In group theory, a branch of mathematics, Frattini's argument is an important lemma in the structure theory of finite groups. It is named after Giovanni Frattini, who first used it in a paper from 1885 when defining the Frattini subgroup of a group.

Statement and proof

Frattini's Argument. If G is a finite group with normal subgroup H, and if P is a Sylow p-subgroup of H, then

G = N_G(P)H,

where N_G(P) denotes the normalizer of P in G and N_G(P)H means the product of group subsets.

Proof: P is a Sylow p-subgroup of H, so every Sylow p-subgroup of H is an H-conjugate h⁻¹Ph for some h ∈ H (see Sylow theorems).
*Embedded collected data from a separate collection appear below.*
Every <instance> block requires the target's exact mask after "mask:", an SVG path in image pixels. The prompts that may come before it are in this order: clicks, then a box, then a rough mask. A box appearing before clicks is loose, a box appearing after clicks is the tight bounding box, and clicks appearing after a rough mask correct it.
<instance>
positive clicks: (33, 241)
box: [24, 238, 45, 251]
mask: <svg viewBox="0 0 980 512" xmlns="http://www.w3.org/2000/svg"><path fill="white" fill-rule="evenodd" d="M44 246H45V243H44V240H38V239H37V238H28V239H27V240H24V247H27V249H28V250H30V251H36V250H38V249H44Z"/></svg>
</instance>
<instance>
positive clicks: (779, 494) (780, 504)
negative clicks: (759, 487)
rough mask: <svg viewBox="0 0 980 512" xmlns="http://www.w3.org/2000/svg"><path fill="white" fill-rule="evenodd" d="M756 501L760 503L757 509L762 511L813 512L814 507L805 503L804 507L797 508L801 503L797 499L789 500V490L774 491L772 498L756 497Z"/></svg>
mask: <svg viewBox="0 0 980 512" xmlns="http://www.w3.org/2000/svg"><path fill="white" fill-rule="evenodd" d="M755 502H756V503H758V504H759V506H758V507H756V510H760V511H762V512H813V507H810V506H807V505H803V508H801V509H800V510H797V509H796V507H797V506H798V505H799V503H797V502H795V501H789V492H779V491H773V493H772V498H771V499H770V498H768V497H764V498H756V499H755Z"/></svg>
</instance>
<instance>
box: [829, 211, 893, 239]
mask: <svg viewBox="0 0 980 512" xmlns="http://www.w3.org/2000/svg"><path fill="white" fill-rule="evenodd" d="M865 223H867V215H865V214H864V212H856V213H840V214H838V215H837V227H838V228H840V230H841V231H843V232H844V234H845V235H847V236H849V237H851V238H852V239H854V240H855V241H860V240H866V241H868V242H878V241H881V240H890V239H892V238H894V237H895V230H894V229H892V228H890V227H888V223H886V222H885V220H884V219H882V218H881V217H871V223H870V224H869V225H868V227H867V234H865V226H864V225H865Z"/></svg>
Let g be any element of G. Since H is normal in G, the subgroup g⁻¹Pg is contained in H. This means that g⁻¹Pg is a Sylow p-subgroup of H. Then by the above, it must be H-conjugate to P: that is, for some h ∈ H

g⁻¹Pg = h⁻¹Ph,

so

hg⁻¹Pgh⁻¹ = P;

thus

gh⁻¹ ∈ N_G(P),

and therefore g ∈ N_G(P)H. But g ∈ G was arbitrary, so G = HN_G(P) = N_G(P)H.

Applications

• Frattini's argument can be used as part of a proof that any finite nilpotent group is a direct product of its Sylow subgroups.
• By applying Frattini's argument to N_G(N_G(P)), it can be shown that N_G(N_G(P)) = N_G(P) whenever G is a finite group and P is a Sylow p-subgroup of G.
• More generally, if a subgroup M ≤ G contains N_G(P) for some Sylow p-subgroup P of G, then M is self-normalizing, i.e. M = N_G(M).

Proof: M is normal in H := N_G(M), and P is a Sylow p-subgroup of M, so the Frattini argument applied to the group H with normal subgroup M and Sylow p-subgroup P gives N_H(P)M = H. Since N_H(P) ≤ N_G(P) ≤ M, one has the chain of inclusions M ≤ H = N_H(P)M ≤ M M = M, so M = H.

References

• Hall, Marshall (1959). The theory of groups. New York, N.Y.: Macmillan.  (See Chapter 10, especially Section 10.4.)